Housing price deterioration is accelerating and they have shown zero signs of slowing down.

How can you you possibly declare the credit crisis 75% over when the trends are worsening? What are those CDO's that you hold going to be worth if housing drops an additional 20% to the downside Jamie?

What if homeowners start walking away by the millions when they realize their house is worth 60% of what they paid for it and realize it may take 20 years until they break even?

When you are struggling to pay a mortgage on a $600,000 for a house that's worth $400,000 it seems logical to me that people are going to say screw this and throw in the towel.

Taking a 5 year credit hit makes a hell of a lot more sense versus being a slave to a house for the rest of your life. Once this reality sets in and people realize that housing isn't coming "back", the masses that overpaid will start mailing their keys back to the bank. Credit crisis over? Bull****!

Bottom Line:

The banks are interested in only one thing right now. They want you to believe the coffers are filled with cash and remind you that banks continue to be a very safe place to hold your money. The reality is they are weak, and as housing continues to worsen, they are getting even weaker.

Bank runs are the last thing they need right now and the "credit crisis is almost over" PR campaign is to make sure that you keep your money right where it is.

I wouldn't have any money in any bank right now if it wasn't for the FDIC insurance. Why would you risk your cash when CD's are paying only 2%.

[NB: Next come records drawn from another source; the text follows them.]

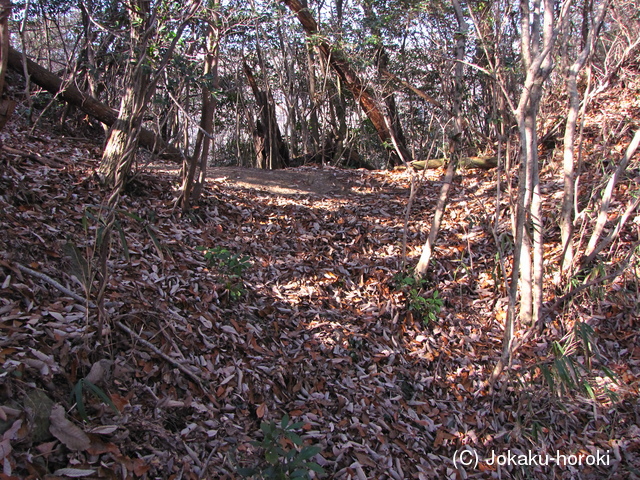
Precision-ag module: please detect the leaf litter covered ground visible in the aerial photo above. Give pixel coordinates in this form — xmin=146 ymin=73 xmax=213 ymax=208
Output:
xmin=0 ymin=114 xmax=640 ymax=480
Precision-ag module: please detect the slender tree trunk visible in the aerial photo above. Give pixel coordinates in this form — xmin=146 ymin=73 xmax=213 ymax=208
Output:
xmin=244 ymin=63 xmax=289 ymax=170
xmin=97 ymin=0 xmax=154 ymax=188
xmin=414 ymin=0 xmax=468 ymax=278
xmin=0 ymin=0 xmax=11 ymax=98
xmin=560 ymin=0 xmax=611 ymax=275
xmin=490 ymin=0 xmax=571 ymax=383
xmin=181 ymin=11 xmax=219 ymax=210
xmin=0 ymin=0 xmax=15 ymax=130
xmin=97 ymin=0 xmax=197 ymax=190
xmin=9 ymin=47 xmax=182 ymax=159
xmin=281 ymin=0 xmax=412 ymax=164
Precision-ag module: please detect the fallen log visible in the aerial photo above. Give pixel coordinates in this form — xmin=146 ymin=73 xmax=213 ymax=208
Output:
xmin=410 ymin=157 xmax=498 ymax=170
xmin=9 ymin=47 xmax=182 ymax=160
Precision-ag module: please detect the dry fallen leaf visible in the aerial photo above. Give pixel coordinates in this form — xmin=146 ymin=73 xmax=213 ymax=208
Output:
xmin=49 ymin=405 xmax=91 ymax=451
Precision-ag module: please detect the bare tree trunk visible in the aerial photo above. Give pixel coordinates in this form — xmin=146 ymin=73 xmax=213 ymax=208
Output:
xmin=560 ymin=0 xmax=611 ymax=275
xmin=97 ymin=0 xmax=197 ymax=190
xmin=181 ymin=11 xmax=219 ymax=211
xmin=414 ymin=0 xmax=468 ymax=278
xmin=97 ymin=0 xmax=155 ymax=189
xmin=490 ymin=0 xmax=571 ymax=383
xmin=0 ymin=0 xmax=11 ymax=97
xmin=281 ymin=0 xmax=412 ymax=165
xmin=580 ymin=130 xmax=640 ymax=265
xmin=8 ymin=47 xmax=182 ymax=159
xmin=0 ymin=0 xmax=15 ymax=130
xmin=244 ymin=63 xmax=289 ymax=170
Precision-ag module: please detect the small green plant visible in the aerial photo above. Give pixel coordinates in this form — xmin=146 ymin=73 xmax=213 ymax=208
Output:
xmin=409 ymin=289 xmax=444 ymax=325
xmin=539 ymin=322 xmax=618 ymax=400
xmin=197 ymin=246 xmax=251 ymax=300
xmin=237 ymin=415 xmax=324 ymax=480
xmin=393 ymin=274 xmax=444 ymax=325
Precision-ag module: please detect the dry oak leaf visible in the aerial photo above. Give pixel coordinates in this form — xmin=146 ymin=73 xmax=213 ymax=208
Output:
xmin=49 ymin=404 xmax=91 ymax=451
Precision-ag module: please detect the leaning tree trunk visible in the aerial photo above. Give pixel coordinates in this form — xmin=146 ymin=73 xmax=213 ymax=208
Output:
xmin=560 ymin=0 xmax=610 ymax=276
xmin=491 ymin=0 xmax=570 ymax=383
xmin=8 ymin=47 xmax=182 ymax=159
xmin=180 ymin=15 xmax=219 ymax=211
xmin=0 ymin=0 xmax=11 ymax=96
xmin=281 ymin=0 xmax=412 ymax=165
xmin=97 ymin=0 xmax=154 ymax=189
xmin=414 ymin=0 xmax=467 ymax=279
xmin=0 ymin=0 xmax=15 ymax=130
xmin=244 ymin=63 xmax=289 ymax=170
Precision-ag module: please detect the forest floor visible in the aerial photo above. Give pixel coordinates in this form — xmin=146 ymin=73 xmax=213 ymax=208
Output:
xmin=0 ymin=108 xmax=640 ymax=480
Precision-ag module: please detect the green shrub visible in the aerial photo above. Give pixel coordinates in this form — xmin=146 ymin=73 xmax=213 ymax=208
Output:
xmin=197 ymin=246 xmax=251 ymax=300
xmin=237 ymin=415 xmax=324 ymax=480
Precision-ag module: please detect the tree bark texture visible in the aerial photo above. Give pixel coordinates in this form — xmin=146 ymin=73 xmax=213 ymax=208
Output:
xmin=0 ymin=0 xmax=11 ymax=96
xmin=281 ymin=0 xmax=411 ymax=165
xmin=8 ymin=47 xmax=182 ymax=161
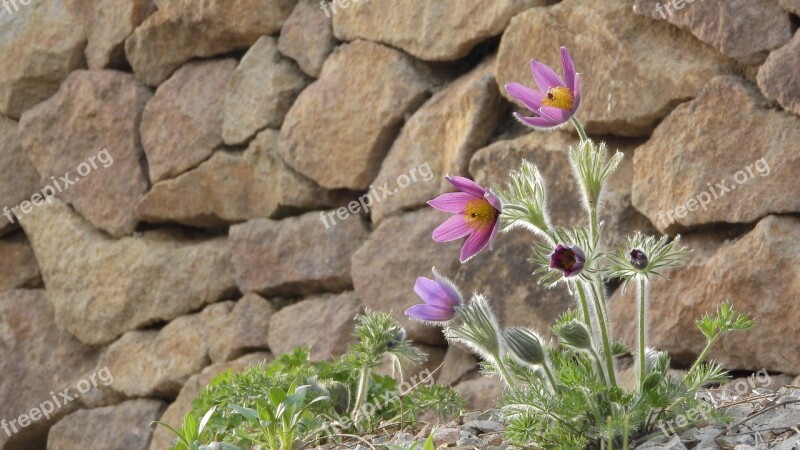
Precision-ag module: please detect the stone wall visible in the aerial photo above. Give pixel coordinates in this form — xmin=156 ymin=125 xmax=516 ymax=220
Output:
xmin=0 ymin=0 xmax=800 ymax=450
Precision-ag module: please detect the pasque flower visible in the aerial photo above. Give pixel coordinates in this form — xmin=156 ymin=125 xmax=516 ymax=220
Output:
xmin=428 ymin=177 xmax=501 ymax=263
xmin=506 ymin=47 xmax=581 ymax=128
xmin=406 ymin=269 xmax=464 ymax=322
xmin=550 ymin=244 xmax=586 ymax=277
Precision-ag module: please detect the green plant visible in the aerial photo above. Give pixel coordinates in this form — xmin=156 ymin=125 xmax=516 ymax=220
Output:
xmin=164 ymin=312 xmax=464 ymax=450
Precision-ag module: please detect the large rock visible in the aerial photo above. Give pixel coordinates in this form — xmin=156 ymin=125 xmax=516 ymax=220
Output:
xmin=47 ymin=399 xmax=167 ymax=450
xmin=497 ymin=0 xmax=731 ymax=136
xmin=634 ymin=0 xmax=792 ymax=64
xmin=136 ymin=129 xmax=329 ymax=227
xmin=325 ymin=0 xmax=547 ymax=61
xmin=22 ymin=200 xmax=235 ymax=345
xmin=145 ymin=353 xmax=272 ymax=450
xmin=0 ymin=232 xmax=41 ymax=291
xmin=98 ymin=297 xmax=273 ymax=398
xmin=222 ymin=36 xmax=310 ymax=145
xmin=278 ymin=0 xmax=336 ymax=78
xmin=269 ymin=292 xmax=362 ymax=361
xmin=372 ymin=60 xmax=504 ymax=223
xmin=230 ymin=213 xmax=368 ymax=295
xmin=611 ymin=216 xmax=800 ymax=374
xmin=125 ymin=0 xmax=297 ymax=85
xmin=0 ymin=290 xmax=97 ymax=450
xmin=141 ymin=58 xmax=236 ymax=183
xmin=280 ymin=41 xmax=430 ymax=190
xmin=0 ymin=115 xmax=41 ymax=236
xmin=82 ymin=0 xmax=156 ymax=70
xmin=19 ymin=70 xmax=152 ymax=236
xmin=351 ymin=208 xmax=466 ymax=345
xmin=758 ymin=33 xmax=800 ymax=116
xmin=633 ymin=77 xmax=800 ymax=232
xmin=0 ymin=0 xmax=86 ymax=118
xmin=455 ymin=132 xmax=649 ymax=338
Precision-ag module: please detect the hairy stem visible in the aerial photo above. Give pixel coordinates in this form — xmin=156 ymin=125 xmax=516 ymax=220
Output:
xmin=639 ymin=277 xmax=647 ymax=392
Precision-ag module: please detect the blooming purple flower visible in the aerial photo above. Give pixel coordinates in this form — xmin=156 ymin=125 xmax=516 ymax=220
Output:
xmin=406 ymin=268 xmax=464 ymax=322
xmin=550 ymin=244 xmax=586 ymax=278
xmin=428 ymin=177 xmax=501 ymax=263
xmin=506 ymin=47 xmax=581 ymax=128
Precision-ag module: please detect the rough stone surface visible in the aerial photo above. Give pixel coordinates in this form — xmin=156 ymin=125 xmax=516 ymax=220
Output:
xmin=351 ymin=209 xmax=466 ymax=344
xmin=0 ymin=290 xmax=97 ymax=450
xmin=328 ymin=0 xmax=547 ymax=61
xmin=0 ymin=233 xmax=42 ymax=291
xmin=0 ymin=116 xmax=41 ymax=236
xmin=758 ymin=33 xmax=800 ymax=116
xmin=141 ymin=59 xmax=236 ymax=183
xmin=19 ymin=70 xmax=151 ymax=237
xmin=22 ymin=200 xmax=235 ymax=345
xmin=125 ymin=0 xmax=297 ymax=86
xmin=455 ymin=377 xmax=503 ymax=411
xmin=98 ymin=296 xmax=273 ymax=398
xmin=633 ymin=77 xmax=800 ymax=232
xmin=280 ymin=41 xmax=430 ymax=190
xmin=372 ymin=60 xmax=504 ymax=223
xmin=145 ymin=353 xmax=272 ymax=450
xmin=634 ymin=0 xmax=792 ymax=64
xmin=278 ymin=0 xmax=336 ymax=78
xmin=230 ymin=213 xmax=368 ymax=295
xmin=136 ymin=129 xmax=329 ymax=227
xmin=497 ymin=0 xmax=731 ymax=136
xmin=611 ymin=216 xmax=800 ymax=374
xmin=269 ymin=292 xmax=362 ymax=361
xmin=455 ymin=132 xmax=646 ymax=337
xmin=222 ymin=36 xmax=310 ymax=145
xmin=82 ymin=0 xmax=156 ymax=70
xmin=0 ymin=0 xmax=86 ymax=118
xmin=47 ymin=399 xmax=167 ymax=450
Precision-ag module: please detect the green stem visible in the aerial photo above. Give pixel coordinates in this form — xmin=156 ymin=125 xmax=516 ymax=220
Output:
xmin=353 ymin=367 xmax=371 ymax=422
xmin=639 ymin=277 xmax=647 ymax=392
xmin=575 ymin=282 xmax=594 ymax=336
xmin=592 ymin=277 xmax=617 ymax=386
xmin=572 ymin=116 xmax=589 ymax=142
xmin=686 ymin=334 xmax=721 ymax=377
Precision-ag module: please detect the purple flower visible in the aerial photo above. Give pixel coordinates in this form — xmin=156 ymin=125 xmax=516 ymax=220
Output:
xmin=550 ymin=244 xmax=586 ymax=278
xmin=406 ymin=268 xmax=464 ymax=322
xmin=428 ymin=177 xmax=500 ymax=263
xmin=506 ymin=47 xmax=581 ymax=128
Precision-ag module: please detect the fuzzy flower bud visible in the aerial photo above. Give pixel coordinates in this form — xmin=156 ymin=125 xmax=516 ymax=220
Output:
xmin=503 ymin=327 xmax=545 ymax=365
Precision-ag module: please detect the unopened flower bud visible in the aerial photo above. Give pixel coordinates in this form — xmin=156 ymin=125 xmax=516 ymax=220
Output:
xmin=629 ymin=248 xmax=649 ymax=270
xmin=503 ymin=327 xmax=545 ymax=365
xmin=558 ymin=320 xmax=592 ymax=350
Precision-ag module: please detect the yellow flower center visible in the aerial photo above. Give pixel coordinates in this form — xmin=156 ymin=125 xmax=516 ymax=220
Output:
xmin=542 ymin=86 xmax=575 ymax=110
xmin=464 ymin=198 xmax=497 ymax=230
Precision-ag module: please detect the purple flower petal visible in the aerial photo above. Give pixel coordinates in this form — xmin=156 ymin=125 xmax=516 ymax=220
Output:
xmin=406 ymin=305 xmax=455 ymax=322
xmin=428 ymin=192 xmax=475 ymax=214
xmin=432 ymin=268 xmax=464 ymax=308
xmin=561 ymin=47 xmax=575 ymax=92
xmin=484 ymin=191 xmax=503 ymax=211
xmin=514 ymin=113 xmax=558 ymax=128
xmin=506 ymin=83 xmax=545 ymax=112
xmin=531 ymin=59 xmax=566 ymax=92
xmin=572 ymin=73 xmax=581 ymax=114
xmin=461 ymin=227 xmax=494 ymax=264
xmin=433 ymin=214 xmax=472 ymax=242
xmin=444 ymin=176 xmax=486 ymax=198
xmin=539 ymin=106 xmax=572 ymax=126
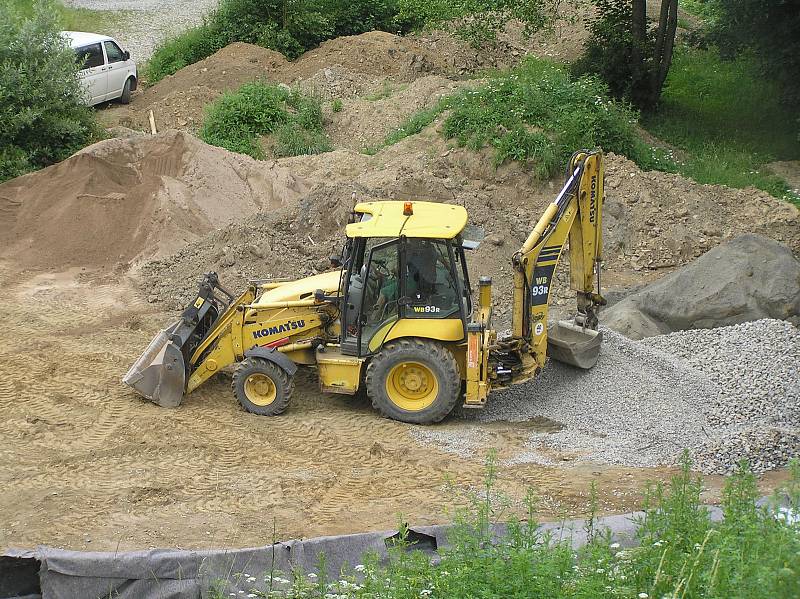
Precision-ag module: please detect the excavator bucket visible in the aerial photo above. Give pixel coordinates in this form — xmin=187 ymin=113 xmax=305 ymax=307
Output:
xmin=122 ymin=320 xmax=186 ymax=408
xmin=547 ymin=320 xmax=603 ymax=369
xmin=122 ymin=272 xmax=236 ymax=408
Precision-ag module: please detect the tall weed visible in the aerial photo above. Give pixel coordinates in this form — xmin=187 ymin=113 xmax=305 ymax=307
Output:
xmin=200 ymin=82 xmax=331 ymax=159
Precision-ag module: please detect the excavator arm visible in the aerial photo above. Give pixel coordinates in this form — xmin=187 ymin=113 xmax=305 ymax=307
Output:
xmin=511 ymin=151 xmax=605 ymax=354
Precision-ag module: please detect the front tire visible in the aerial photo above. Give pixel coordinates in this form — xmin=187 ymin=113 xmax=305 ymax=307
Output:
xmin=366 ymin=339 xmax=461 ymax=424
xmin=119 ymin=77 xmax=133 ymax=104
xmin=231 ymin=358 xmax=294 ymax=416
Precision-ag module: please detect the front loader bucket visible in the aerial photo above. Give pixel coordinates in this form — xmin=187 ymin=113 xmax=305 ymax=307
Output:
xmin=122 ymin=321 xmax=186 ymax=408
xmin=547 ymin=320 xmax=603 ymax=369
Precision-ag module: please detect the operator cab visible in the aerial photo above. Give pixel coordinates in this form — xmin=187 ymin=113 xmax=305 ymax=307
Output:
xmin=341 ymin=202 xmax=472 ymax=356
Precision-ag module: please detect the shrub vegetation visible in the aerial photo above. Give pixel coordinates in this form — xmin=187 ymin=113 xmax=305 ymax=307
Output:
xmin=200 ymin=82 xmax=331 ymax=159
xmin=147 ymin=0 xmax=416 ymax=83
xmin=365 ymin=57 xmax=674 ymax=178
xmin=0 ymin=2 xmax=99 ymax=181
xmin=642 ymin=47 xmax=800 ymax=203
xmin=211 ymin=458 xmax=800 ymax=599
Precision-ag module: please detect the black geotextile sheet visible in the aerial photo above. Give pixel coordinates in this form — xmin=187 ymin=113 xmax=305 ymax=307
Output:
xmin=0 ymin=514 xmax=688 ymax=599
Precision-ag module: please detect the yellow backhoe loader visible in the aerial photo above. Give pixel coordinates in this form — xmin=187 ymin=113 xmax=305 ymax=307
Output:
xmin=123 ymin=151 xmax=605 ymax=424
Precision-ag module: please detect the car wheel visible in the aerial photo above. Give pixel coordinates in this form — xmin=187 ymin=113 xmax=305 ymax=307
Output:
xmin=119 ymin=77 xmax=133 ymax=104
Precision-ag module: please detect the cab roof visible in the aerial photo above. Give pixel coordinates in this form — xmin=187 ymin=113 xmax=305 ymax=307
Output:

Pay attention to the CPI later this week. Inflation is what everyone should be focusing on right now.

3 comments:

Jeff said...

Yikes

This will leave a mark. Looks like housing is continuing to fall. Big miss



http://biz.yahoo.com
/prnews/080512/clm150
.html?.v=36

Avl Guy said...

Off topic here, Jeff, but I had to share this with you. Talk about a paradigm shift underneath one's feet. "For less than the price of a decent used car, you can buy a home in Atlanta today. Actually, real estate agents list a dozen choices for $10,000 or less. Step up in price to $20,000 and your choices expand 10 fold."

From:
Tax assessors boggled by housing dip. The Atlanta Journal-Constitution Published on: 05/12/08
http://www.ajc.com/metro/content/metro/atlanta/stories/2008/05/11/assess_0512.html


The prices seem absurd but they are part of a real estate market suffering with rampant foreclosures, mortgage fraud, abandoned investor properties, a collapsing mortgage industry and other ills. The market ...has local tax assessors and appraisers as confused as anyone.
What is the value of a lot if no one can get a loan to buy it? ...When a neighborhood has several foreclosures, short sales and abandoned properties, do they set the market?
The training and rules for mass appraisal say taxable values should be set at fair market value or at the price for a sale between a "willing buyer and willing seller." Distressed sales, foreclosures and short sales are not supposed to count toward setting taxable values.
Therein lies the problem for tax assessors.
As Fulton's chief appraiser, Burt Manning finds it hard to believe any parcel in Fulton is worth less than $10,000.
Still, real estate listings prove they are.
"We are trying to understand all these things," said Manning. "What's the right answer? We don't know. It's tough. I've got entire neighborhoods where all I've got is distressed sales. I don't have any good sales."
In fact, seven of Atlanta's least-expensive homes are listed on average for $8,800 but taxed at an average value of nearly $93,000.
The cheapest, at 336 Adelle Street in the Lakewood area, comes in at $5,900. Tax records list its value at $101,700.

Jeff said...

avl

Great piece

Cash is king in those situations in Atlanta. I had no idea things had gotten that bad down there. Pay cash and you don't need a loan! Same thing is happening in Detroit.

Average sale price there is $30,000 right now. I bet when this is said and done there will be many cities that end up like this. What a mess

The same kind of stuff is going to happen in condo's. No bank wants to lend for condo's in the bubble areas because they are dropping so rapidly in value.

I talked to a real estate attorney contact that I have and he was telling me it takes a mortgage broker 6 days to doa condo loan if at all right now.